These activities came to an abrupt halt in 1986 when the societies were dissolved amid fears that the AACS had been the subject of a takeover by pro-Khalistani activists. In 1985 the annual general meeting of the society had been interrupted by a group of several hundred Sikhs blockading the entrance to Conservative Central Office, all the while brandishing kirpans and shouting pro-Khalistan slogans. When similar scenes were repeated the following year the party felt it had no choice but to intervene, and within six months had wound-up both the AACS and NAWICS, replacing them with a new, invitation-only, organisation, the One Nation Forum.

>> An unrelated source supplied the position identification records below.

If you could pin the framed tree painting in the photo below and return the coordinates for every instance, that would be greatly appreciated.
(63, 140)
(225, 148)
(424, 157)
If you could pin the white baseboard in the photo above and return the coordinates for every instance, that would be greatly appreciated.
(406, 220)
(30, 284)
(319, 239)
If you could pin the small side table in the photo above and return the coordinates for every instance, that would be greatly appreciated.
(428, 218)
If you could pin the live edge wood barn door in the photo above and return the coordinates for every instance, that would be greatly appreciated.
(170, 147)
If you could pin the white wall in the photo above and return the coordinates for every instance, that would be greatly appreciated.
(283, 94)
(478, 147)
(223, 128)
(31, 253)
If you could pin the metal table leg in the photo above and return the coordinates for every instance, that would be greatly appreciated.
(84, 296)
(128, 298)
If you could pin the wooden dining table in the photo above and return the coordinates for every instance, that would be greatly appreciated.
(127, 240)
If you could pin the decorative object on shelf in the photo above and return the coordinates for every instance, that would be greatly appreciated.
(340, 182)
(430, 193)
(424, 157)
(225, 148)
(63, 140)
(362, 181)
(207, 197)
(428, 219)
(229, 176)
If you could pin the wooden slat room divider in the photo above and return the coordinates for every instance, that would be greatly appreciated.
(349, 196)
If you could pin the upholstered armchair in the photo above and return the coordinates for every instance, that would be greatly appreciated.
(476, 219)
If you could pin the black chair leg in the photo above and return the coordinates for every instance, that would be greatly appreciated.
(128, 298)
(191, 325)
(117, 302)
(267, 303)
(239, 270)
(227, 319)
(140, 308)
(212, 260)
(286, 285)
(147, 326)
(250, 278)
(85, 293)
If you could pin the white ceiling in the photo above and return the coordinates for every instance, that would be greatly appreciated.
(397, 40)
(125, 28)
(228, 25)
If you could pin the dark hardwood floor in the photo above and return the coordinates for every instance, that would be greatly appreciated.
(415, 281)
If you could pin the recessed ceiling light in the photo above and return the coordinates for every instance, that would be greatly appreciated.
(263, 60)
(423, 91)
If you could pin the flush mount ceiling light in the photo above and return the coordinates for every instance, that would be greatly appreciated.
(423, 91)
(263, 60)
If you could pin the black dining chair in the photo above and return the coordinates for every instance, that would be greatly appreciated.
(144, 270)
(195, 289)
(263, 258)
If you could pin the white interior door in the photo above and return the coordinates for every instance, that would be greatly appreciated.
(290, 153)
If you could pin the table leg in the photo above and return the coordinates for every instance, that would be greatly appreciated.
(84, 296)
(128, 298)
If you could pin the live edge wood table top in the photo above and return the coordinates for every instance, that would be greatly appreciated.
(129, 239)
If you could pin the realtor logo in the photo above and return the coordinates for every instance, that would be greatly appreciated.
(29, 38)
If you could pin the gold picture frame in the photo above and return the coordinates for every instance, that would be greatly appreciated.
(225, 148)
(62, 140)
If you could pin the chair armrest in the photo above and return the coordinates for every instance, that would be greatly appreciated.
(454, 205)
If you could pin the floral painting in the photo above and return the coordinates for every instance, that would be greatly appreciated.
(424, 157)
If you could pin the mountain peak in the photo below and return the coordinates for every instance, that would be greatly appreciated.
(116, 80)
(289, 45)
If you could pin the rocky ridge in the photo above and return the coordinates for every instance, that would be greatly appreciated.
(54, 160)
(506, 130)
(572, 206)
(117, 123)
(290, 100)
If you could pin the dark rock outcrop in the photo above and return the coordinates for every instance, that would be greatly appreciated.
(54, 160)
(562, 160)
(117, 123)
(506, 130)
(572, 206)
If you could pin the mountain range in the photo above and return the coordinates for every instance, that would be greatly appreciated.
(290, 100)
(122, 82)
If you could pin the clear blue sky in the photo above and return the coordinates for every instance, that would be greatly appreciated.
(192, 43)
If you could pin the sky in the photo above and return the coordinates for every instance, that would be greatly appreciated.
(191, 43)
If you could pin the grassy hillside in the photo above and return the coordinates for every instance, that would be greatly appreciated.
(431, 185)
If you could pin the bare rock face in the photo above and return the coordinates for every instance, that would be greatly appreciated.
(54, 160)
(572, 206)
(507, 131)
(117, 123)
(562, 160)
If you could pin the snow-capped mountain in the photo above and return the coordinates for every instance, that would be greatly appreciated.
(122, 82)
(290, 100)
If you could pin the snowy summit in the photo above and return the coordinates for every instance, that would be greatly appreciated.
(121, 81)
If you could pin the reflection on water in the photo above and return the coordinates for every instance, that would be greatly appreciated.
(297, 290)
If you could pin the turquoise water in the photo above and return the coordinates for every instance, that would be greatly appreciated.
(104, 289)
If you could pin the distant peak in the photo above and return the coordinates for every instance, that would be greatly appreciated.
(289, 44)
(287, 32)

Whether the closure of the societies represented a loss to the Conservative Party is debateable. There is little evidence that their activities had any real impact on the electoral behaviour of BAME voters, most of whom remained (and remain) Labour supporters. However, many of those involved in the societies felt that they had played an important role in providing a pathway into the Conservatives for black and Asian activists, and regretted that the party had not built on their success. The founder chairman of the AACS, Narindar Saroop, wrote in his autobiography that ‘[in] not exploiting to the full the potential of these two assets’ the Conservatives have suffered ‘a self-inflicted wound’. Come the morning of 8 May his party may well have cause to regret failing to heed his words.